[TUHS] Memory management in Dennis Ritchie's C Compiler

John Cowan cowan at ccil.org
Thu Aug 27 01:41:21 AEST 2020

On Wed, Aug 26, 2020 at 9:25 AM Doug McIlroy <doug at cs.dartmouth.edu> wrote:

I hadn't heard this urban legend before. A stack is certainly
> manageable without auto-increment/decrement (AID) instructions.

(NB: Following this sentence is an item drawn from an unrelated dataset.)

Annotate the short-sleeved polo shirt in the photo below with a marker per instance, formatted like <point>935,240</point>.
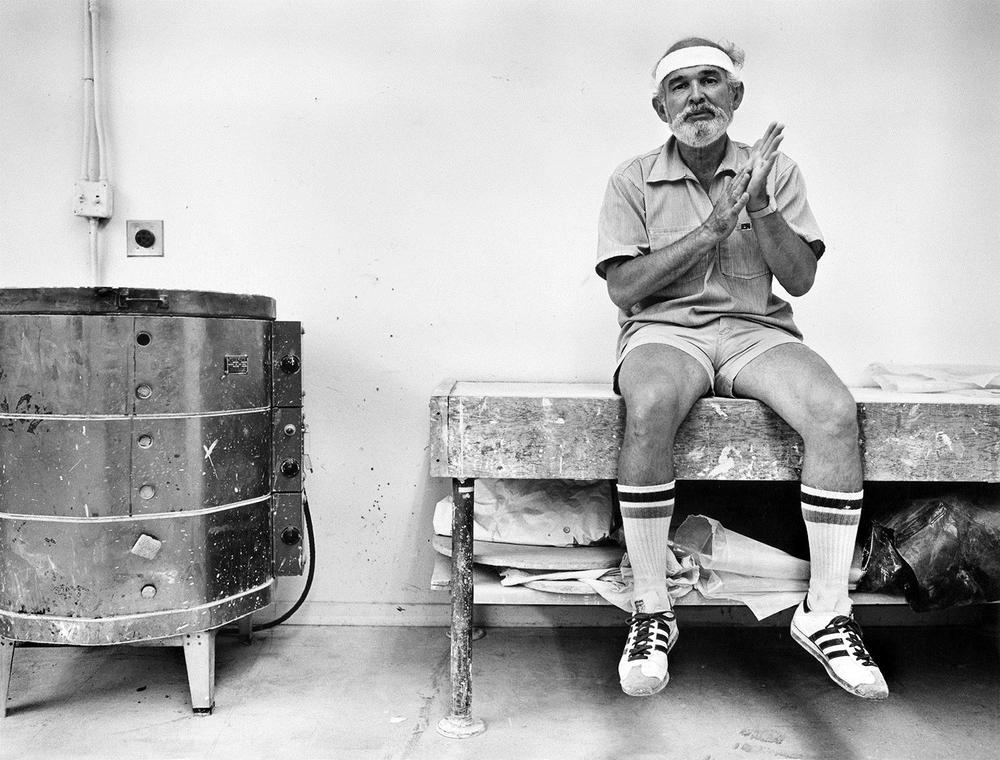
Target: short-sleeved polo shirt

Absolutely.  I should have qualified my remarks by saying "when writing in
assembly language", which was the universal language of all PDP-11
operating systems until Unix.  VMS adopted Bliss (which is what C would be
like if it had come to us through a different dharma line[*]) as its
principal implementation language.

> But when the stack contains
> local variables that are accessed multiple times, the accesses
> are offset from the stack pointer.

Or the frame pointer, which has the advantage that the callee can push
arbitrary stuff on the stack without having to explicitly account for it
later, and the disadvantage that it ties up yet another register when they
are in short supply.

[*] Don't laugh too hard: you yourself have already been mythologized in
precisely this fashion.  See <
http://www.catb.org/~esr/writings/unix-koans/two_paths.html> and <

John Cowan          http://vrici.lojban.org/~cowan        cowan at ccil.org
Mark Twain on Cecil Rhodes: I admire him, I freely admit it,
and when his time comes I shall buy a piece of the rope for a keepsake.